引き続き、コマンドラインで作業を続ける。
IPsecEnable
とコマンドを入力すると、いくつか設定の値を聞かれるので、以下のように答える。
VPN Server/example> IPsecEnable
IPsecEnable コマンド - IPsec VPN サーバー機能の有効化 / 無効化
L2TP over IPsec サーバー機能を有効 (yes / no): yes
Raw L2TP サーバー機能を有効 (yes / no): no
EtherIP / L2TPv3 over IPsec サーバー機能を有効 (yes / no): no
IPsec 事前共有鍵の文字列 (9 文字以下を推奨): ********
VPN 接続時に仮想 HUB 名が省略された場合のデフォルト仮想 HUB 名: example
コマンドは正常に終了しました。
これだけで、L2TP/IPsec で接続できるようになる。すごい。
L2TP/IPsec で繋ぐには、UDPのポートをいくつか開けないといけないので、AWSのセキュリティグループで以下のものを開けておく
- UDP 500
- UDP 4500
-
UDP 1701←不要です
【追記】
UDP 1701 は開放不要とのコメントを頂きました。ありがとうございます!
5. ぼくがめちゃくちゃハマったところ
「仮想 NAT および DHCP サーバー機能 (SecureNAT 機能) の有効化」をする必要があった。

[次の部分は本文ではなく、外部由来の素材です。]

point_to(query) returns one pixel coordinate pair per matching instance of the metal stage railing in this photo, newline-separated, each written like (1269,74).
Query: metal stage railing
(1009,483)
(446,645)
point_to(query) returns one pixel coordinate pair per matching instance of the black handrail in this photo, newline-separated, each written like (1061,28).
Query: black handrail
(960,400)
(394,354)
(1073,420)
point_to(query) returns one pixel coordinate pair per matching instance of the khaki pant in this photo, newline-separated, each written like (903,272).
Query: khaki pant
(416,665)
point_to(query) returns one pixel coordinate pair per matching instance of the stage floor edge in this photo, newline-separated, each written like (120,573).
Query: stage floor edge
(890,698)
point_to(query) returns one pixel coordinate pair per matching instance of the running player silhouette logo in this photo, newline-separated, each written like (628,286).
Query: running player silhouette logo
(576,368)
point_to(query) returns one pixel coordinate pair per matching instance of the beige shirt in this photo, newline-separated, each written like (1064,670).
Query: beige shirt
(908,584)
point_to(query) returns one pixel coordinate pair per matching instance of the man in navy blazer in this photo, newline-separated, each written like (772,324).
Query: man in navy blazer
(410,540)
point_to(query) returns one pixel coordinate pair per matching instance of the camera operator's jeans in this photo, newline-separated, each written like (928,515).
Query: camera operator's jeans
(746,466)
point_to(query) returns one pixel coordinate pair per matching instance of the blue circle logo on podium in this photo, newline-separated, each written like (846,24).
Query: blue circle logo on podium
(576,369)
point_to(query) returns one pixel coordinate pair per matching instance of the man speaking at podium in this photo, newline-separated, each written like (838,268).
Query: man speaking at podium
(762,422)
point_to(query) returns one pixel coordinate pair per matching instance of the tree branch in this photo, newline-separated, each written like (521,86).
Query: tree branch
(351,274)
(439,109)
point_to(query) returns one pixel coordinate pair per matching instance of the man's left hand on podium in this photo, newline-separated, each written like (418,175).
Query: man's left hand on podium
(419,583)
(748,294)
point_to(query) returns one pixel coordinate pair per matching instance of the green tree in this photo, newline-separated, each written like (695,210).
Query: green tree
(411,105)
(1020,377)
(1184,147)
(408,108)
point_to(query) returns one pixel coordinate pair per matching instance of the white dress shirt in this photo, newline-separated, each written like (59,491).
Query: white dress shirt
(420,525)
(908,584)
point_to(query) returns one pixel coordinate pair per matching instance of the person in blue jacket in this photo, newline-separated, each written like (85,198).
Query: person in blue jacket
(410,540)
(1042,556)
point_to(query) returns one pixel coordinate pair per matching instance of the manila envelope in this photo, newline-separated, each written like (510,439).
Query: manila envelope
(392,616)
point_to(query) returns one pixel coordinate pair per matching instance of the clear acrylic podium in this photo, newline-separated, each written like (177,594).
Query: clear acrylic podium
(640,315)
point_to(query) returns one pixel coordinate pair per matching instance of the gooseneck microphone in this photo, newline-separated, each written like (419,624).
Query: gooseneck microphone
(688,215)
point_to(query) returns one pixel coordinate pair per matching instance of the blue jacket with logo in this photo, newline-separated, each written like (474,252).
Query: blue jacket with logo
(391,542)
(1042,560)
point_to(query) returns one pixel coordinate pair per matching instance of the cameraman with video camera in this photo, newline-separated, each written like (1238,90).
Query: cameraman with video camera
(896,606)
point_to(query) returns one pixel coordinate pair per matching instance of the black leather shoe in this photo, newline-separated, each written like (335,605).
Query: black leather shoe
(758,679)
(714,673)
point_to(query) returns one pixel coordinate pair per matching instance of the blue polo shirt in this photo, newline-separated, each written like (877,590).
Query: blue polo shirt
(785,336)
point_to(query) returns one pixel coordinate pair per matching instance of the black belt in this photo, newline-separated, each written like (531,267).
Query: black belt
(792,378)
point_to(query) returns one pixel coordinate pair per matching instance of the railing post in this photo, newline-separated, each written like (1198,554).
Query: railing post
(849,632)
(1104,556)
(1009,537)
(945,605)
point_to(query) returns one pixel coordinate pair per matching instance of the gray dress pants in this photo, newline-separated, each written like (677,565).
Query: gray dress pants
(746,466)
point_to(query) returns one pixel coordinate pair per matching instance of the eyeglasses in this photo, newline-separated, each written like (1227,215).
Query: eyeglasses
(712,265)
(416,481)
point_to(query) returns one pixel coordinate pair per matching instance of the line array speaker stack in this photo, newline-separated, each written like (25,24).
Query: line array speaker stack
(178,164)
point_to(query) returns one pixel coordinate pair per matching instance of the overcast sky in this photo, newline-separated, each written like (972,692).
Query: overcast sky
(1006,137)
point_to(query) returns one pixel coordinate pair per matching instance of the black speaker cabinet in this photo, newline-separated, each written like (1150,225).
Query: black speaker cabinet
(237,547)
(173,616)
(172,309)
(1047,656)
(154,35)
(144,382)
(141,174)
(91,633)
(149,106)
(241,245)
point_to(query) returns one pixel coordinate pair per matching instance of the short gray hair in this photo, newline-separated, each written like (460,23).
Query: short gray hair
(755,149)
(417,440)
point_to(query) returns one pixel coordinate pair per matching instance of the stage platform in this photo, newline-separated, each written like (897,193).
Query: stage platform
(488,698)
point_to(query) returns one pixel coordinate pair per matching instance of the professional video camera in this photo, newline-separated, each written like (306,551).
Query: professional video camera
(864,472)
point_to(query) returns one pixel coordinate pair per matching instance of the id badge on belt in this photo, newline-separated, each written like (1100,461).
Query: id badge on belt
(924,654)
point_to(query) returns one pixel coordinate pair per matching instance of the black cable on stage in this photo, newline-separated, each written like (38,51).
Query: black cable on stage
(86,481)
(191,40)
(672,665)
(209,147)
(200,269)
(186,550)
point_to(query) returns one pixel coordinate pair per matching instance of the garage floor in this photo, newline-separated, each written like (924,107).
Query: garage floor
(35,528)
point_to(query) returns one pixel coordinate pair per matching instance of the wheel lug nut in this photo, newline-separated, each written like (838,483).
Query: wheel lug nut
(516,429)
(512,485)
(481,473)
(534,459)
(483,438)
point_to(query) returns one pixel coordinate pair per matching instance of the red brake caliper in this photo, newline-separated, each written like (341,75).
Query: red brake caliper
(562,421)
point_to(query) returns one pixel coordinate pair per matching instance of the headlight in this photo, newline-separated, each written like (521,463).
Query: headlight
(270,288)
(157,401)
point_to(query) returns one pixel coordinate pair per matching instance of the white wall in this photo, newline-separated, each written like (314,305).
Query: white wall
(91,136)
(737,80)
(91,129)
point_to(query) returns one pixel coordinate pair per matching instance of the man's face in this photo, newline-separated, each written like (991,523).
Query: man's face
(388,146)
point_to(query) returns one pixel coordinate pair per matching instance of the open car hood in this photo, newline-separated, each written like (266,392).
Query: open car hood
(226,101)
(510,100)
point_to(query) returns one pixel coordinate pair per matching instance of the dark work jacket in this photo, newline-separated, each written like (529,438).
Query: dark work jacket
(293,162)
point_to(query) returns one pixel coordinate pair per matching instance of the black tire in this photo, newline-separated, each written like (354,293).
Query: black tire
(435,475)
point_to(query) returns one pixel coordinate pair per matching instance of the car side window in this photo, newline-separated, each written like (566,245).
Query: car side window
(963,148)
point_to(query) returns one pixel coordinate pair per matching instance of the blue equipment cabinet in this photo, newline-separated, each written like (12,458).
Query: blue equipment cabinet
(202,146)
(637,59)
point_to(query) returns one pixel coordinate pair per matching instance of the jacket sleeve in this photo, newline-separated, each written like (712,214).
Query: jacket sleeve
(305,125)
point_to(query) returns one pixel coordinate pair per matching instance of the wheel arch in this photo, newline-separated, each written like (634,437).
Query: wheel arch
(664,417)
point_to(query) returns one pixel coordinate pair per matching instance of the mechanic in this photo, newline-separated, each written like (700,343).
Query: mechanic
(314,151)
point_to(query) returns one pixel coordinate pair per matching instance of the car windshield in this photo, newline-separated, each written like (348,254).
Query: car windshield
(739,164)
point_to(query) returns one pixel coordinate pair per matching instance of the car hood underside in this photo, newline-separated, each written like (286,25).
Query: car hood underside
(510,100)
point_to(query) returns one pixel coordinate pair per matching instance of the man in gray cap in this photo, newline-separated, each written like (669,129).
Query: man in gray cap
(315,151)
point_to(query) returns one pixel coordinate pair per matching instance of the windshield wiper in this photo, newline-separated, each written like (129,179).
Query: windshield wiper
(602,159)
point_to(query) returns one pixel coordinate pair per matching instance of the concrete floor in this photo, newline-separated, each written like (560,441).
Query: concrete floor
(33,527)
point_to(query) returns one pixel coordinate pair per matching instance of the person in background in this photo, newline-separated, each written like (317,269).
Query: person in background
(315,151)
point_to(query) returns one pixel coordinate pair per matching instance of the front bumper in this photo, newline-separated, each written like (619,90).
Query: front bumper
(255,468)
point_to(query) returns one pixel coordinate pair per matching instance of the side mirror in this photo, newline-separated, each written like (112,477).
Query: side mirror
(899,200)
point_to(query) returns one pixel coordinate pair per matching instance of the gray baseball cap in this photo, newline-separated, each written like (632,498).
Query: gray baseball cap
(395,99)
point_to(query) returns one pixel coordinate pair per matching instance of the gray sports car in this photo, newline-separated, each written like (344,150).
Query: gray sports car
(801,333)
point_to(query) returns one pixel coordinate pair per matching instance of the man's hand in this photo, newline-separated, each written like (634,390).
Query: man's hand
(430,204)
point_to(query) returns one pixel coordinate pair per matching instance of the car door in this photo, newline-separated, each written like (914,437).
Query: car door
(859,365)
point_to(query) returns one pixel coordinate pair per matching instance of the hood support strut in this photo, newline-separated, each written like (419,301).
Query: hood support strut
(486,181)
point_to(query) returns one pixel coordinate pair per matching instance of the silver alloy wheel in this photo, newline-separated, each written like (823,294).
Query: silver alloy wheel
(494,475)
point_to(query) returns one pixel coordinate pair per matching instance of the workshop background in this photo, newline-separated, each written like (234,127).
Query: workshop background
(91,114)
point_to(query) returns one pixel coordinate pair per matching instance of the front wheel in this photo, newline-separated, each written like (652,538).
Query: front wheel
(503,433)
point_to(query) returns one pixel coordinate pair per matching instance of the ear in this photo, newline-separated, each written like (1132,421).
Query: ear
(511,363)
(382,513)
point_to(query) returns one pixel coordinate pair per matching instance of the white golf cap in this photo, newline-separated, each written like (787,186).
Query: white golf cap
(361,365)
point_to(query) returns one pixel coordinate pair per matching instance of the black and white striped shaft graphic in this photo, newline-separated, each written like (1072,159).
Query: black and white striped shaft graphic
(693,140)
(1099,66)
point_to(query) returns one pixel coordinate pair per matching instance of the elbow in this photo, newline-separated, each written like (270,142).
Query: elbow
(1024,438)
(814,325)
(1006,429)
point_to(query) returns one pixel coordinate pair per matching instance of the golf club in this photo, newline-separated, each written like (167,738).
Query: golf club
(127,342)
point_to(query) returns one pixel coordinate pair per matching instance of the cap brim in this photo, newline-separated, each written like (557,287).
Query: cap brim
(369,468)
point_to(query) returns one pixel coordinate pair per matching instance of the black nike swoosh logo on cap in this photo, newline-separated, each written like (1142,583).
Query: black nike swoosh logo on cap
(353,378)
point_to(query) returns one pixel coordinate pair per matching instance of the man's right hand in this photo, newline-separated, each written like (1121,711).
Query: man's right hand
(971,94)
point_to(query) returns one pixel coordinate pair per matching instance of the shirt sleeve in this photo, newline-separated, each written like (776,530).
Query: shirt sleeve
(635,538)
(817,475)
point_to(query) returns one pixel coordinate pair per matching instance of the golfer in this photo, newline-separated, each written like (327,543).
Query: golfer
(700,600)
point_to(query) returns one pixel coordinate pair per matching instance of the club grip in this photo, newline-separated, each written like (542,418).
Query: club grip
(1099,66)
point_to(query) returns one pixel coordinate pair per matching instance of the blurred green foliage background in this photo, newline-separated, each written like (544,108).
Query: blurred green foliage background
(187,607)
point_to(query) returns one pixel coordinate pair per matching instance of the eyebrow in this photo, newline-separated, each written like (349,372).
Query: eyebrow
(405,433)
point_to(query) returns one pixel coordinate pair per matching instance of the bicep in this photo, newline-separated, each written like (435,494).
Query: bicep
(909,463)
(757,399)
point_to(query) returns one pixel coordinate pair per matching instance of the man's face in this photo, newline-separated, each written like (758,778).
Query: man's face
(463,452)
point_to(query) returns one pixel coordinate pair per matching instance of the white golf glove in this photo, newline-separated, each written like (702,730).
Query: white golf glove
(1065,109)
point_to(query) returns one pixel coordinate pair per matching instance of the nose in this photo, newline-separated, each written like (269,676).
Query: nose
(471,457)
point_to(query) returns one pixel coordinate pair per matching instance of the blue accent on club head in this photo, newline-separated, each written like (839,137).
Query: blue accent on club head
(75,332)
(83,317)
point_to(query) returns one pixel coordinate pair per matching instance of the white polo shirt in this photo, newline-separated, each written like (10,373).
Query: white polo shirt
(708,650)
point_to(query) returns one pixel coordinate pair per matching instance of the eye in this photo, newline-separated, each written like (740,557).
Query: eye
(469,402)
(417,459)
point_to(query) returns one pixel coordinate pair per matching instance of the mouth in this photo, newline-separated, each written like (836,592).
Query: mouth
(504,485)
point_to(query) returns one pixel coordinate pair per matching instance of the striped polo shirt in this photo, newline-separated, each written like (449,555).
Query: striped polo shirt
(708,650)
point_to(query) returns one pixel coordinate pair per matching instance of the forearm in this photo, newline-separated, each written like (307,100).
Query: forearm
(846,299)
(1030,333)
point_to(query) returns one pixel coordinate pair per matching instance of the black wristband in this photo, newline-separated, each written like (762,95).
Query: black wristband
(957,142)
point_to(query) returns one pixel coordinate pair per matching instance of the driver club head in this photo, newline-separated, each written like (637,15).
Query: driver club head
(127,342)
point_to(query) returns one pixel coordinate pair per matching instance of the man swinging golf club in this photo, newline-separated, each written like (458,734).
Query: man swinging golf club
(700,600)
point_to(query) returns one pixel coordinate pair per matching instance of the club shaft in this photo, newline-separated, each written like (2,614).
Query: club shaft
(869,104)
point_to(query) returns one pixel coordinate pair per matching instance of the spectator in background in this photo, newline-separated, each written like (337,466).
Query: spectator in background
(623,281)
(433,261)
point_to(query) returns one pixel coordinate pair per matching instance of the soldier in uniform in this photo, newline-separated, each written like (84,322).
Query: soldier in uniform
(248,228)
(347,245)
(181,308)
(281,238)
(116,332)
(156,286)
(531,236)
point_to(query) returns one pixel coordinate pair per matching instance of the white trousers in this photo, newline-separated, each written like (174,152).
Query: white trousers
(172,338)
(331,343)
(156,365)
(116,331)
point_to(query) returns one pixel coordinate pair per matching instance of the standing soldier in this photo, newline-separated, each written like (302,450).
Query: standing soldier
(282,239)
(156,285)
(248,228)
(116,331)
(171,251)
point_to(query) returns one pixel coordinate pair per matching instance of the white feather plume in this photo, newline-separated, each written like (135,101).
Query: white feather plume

だけど、実はこれが何なのかよく分かっていない。勉強不足。。。
これもコマンドラインで有効化する。
VPN Server/example> SecureNatEnable
これを有効化しないと、クライアントから接続した時に「PPPサーバーとの接続が確立ができません」みたいなエラーが出る。
SoftEtherのログインログを見てみると、ちゃんとログイン回数は増えていたので、認証は通るけど、そのあとVPNが正しく構築されないという状況らしい。
これで5時間ぐらいハマった。
6. めでたくMacからVPN接続する
いつものシステム環境設定からVPN繋ぐやつ。
よくわからない人は公式ドキュメントのここを見てください。
iOSの場合はこっち。
ちょっと注意すべきなのはアカウント名が [ユーザ名]@[仮想HUB名] になること。
VPN Server/example> IPsecEnable
(略)
VPN 接続時に仮想 HUB 名が省略された場合のデフォルト仮想 HUB 名: example
に指定した仮想HUB(上の例では example
)に所属する場合はアカウント名から @[仮想HUB名] を除いた [ユーザ名] だけでもログインできます。